晏長風是傍晚被放出來的,走出白夜司就被厲嬤嬤請上了大長公主的馬車。


    “外祖母,您怎麽來了?”


    外祖母會出麵救她不意外,但親自來接是她沒想到的。


    “我怎麽能不來!”


    大長公主焦躁地上下打量她,見她毫發無傷,連頭發絲都沒亂,稍稍放了心,“你被他們抓的時候為何不派人告訴我,有我在,你根本不用進白夜司。”


    晏長風挽著外祖母的胳膊渾不在意地笑,“沒事外祖母,白夜司也是奉命行事,再說人家對我挺客氣的,好吃好喝伺候我一天,對了,您去見聖上了吧,他怎麽說的?”


    說起這個大長公主就沒好氣。如今聖上大了,越發有主意了,她親自出麵撈外孫女出來,愣是給拖了小一天,要沒她出麵,這丫頭今日怕不是要在白夜司過夜?


    “那起子不張眼的東西,扣屎盆子也不看看自己脖子上的腦袋夠不夠硬,竟是想把蜀王跟太子一起拉下水,白白牽扯了你!聖上讓蒙古使節團逼得昏了頭,險些把太子也送進白夜司審訊,幸而吳循還算辦事,從李有誠口裏問出了話,又有楊廣茂的女人作證,證明你跟蜀王是被栽贓的,栽贓蜀王跟你,這明顯不會是太子所為,聖上雖然沒說什麽,但心裏應該有數。”


    秦王這盤棋下得夠大的。


    但秦王最後好像也沒撈什麽好處,五百匹馬肯定是沒了,還憑白在聖上心裏落下了懷疑。看來白夜司辦案確實有一手。


    隻是,晏長風總覺得哪裏不對勁兒,白夜司一日之內就破了秦王的局,更像是從一開始就在針對秦王。為什麽?是一開始就掌握了一些證據,還是他們的立場就是針對秦王?
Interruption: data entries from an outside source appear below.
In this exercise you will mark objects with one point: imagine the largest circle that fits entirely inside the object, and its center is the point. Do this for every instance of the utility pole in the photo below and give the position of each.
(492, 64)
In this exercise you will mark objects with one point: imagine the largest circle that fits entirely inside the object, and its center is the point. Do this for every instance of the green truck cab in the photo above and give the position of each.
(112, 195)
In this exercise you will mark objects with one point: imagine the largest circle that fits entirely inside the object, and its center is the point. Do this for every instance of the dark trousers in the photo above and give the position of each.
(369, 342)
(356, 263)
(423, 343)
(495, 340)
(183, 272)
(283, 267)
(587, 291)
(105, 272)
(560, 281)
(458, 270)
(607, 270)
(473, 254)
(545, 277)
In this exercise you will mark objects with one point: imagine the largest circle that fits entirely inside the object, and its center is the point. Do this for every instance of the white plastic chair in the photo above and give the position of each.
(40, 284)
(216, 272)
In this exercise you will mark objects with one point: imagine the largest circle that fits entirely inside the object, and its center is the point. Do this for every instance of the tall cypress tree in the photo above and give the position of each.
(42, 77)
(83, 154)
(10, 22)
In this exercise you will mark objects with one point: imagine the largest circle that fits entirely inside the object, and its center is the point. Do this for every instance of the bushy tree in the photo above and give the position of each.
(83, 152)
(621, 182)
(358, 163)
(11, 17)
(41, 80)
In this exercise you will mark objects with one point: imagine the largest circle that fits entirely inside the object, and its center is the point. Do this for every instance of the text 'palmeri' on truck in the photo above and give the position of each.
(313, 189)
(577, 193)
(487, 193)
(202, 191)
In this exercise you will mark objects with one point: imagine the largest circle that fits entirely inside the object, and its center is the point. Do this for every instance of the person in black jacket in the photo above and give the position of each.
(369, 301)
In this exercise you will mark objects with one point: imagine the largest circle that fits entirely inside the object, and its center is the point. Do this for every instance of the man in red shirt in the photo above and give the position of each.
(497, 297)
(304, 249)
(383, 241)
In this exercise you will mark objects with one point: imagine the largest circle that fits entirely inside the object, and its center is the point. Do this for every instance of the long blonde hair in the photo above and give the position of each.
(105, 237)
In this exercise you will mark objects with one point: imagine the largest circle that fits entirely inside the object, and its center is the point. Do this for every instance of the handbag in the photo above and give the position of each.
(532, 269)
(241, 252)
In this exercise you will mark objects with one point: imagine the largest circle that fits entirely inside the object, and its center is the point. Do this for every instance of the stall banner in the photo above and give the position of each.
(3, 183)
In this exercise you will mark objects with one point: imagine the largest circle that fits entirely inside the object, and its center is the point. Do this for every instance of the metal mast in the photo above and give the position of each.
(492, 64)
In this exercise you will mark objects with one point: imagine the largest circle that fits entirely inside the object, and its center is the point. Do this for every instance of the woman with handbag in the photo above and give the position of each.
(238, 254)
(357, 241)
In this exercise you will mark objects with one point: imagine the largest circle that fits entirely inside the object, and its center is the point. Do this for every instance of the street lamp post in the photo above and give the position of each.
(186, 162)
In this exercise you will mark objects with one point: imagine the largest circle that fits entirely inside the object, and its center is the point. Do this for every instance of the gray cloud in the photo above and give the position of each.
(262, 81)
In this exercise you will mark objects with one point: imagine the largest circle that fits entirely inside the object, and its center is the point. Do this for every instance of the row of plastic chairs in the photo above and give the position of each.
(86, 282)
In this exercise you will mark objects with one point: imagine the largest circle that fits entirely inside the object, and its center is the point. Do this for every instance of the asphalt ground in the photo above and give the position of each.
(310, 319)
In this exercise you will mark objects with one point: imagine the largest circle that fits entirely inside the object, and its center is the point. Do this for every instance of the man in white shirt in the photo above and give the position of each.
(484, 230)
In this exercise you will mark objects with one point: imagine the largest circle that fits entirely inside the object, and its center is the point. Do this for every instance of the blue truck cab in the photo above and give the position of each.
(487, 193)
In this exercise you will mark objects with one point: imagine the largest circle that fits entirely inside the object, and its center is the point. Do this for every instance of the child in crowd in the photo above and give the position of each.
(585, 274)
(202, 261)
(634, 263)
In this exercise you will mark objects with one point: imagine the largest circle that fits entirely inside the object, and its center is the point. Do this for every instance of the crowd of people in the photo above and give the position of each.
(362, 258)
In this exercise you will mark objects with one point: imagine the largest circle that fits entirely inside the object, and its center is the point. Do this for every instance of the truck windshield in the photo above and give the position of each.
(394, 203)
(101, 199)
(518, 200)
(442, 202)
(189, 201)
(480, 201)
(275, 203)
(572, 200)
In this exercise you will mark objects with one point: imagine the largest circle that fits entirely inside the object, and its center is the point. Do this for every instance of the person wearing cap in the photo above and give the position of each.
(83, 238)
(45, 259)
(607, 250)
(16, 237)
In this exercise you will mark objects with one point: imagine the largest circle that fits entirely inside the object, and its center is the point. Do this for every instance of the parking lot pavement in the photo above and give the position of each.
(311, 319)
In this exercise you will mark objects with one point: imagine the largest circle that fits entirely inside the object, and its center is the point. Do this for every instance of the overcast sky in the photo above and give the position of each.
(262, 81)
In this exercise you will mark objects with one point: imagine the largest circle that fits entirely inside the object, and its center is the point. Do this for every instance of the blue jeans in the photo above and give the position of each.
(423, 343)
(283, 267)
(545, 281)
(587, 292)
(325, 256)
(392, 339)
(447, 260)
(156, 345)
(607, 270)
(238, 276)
    後者似乎有悖白夜司的原則,可如果是前者,為什麽他們最終沒有把證據拿出來呢?


    還有裴二,裴二知道秦王私下見了蒙古使節,他為什麽沒有告訴白夜司,或者告訴外祖母?


    “外祖母是說,這是秦王的手筆?”她順著外祖母的話問。


    大長公主戳她的腦子,“虧你被人坑了還沒看明白局,你這樣以後我怎麽放心?”


    晏長風捂著頭傻笑,“我是沒想到秦王能真私吞貢馬,這可是謀逆啊,被聖上發現了,豈非得不償失?”


    大長公主笑她單純,“爭奪那個位子,骨肉相殘都是小事,謀逆又算什麽?隻要能坐在那個位子上,做什麽都有可能,秦王也算聰明,居然連白夜司都沒抓到他的把柄。”她斜睨外孫女,“倒是你跟霽清兩個,凡事多長幾個心眼,秦王你們暫時碰不得,先把裴鈺解決了再說,隻要拿到北疆大營的兵權,秦王就不足為懼。”


    晏長風乖乖點頭,“我知道了外祖母。”


    大長公主的馬車一路迴了德慶侯府,為了給晏長風今日的行蹤尋個借口,對外便稱是大長公主帶著她進了宮,又迴德慶侯府用了晚飯,這才迴去國公府。


    巧的是,晏長風進府的時候,正碰上要外出的秦惠容。


    “呦,大嫂這麽晚了還要出門呢?”


    秦惠容不慌不忙地攏了攏披風,反問:“弟妹一早出門,才迴來呢?”


    兩人意味深長地互相一笑。


    “可不麽,陪著外祖母進宮請安,坐得久了些,耽擱到現在。”晏長風裝模作樣道。


    秦惠容了然地點點頭,“進宮確實是身不由己,那弟妹快迴去歇著吧,我去趟醉紅塵,我家世子爺喝多了,我去瞧瞧去。”


    “是嗎,世子真是有閑情逸致。”晏長風閃身讓開,讓秦惠容先走,“大嫂慢走。”


    目送秦惠容走遠,晏長風才進府,先去集福院給老夫人請安告罪,又去北定院跟趙氏解釋了一番,這才迴到自己院子。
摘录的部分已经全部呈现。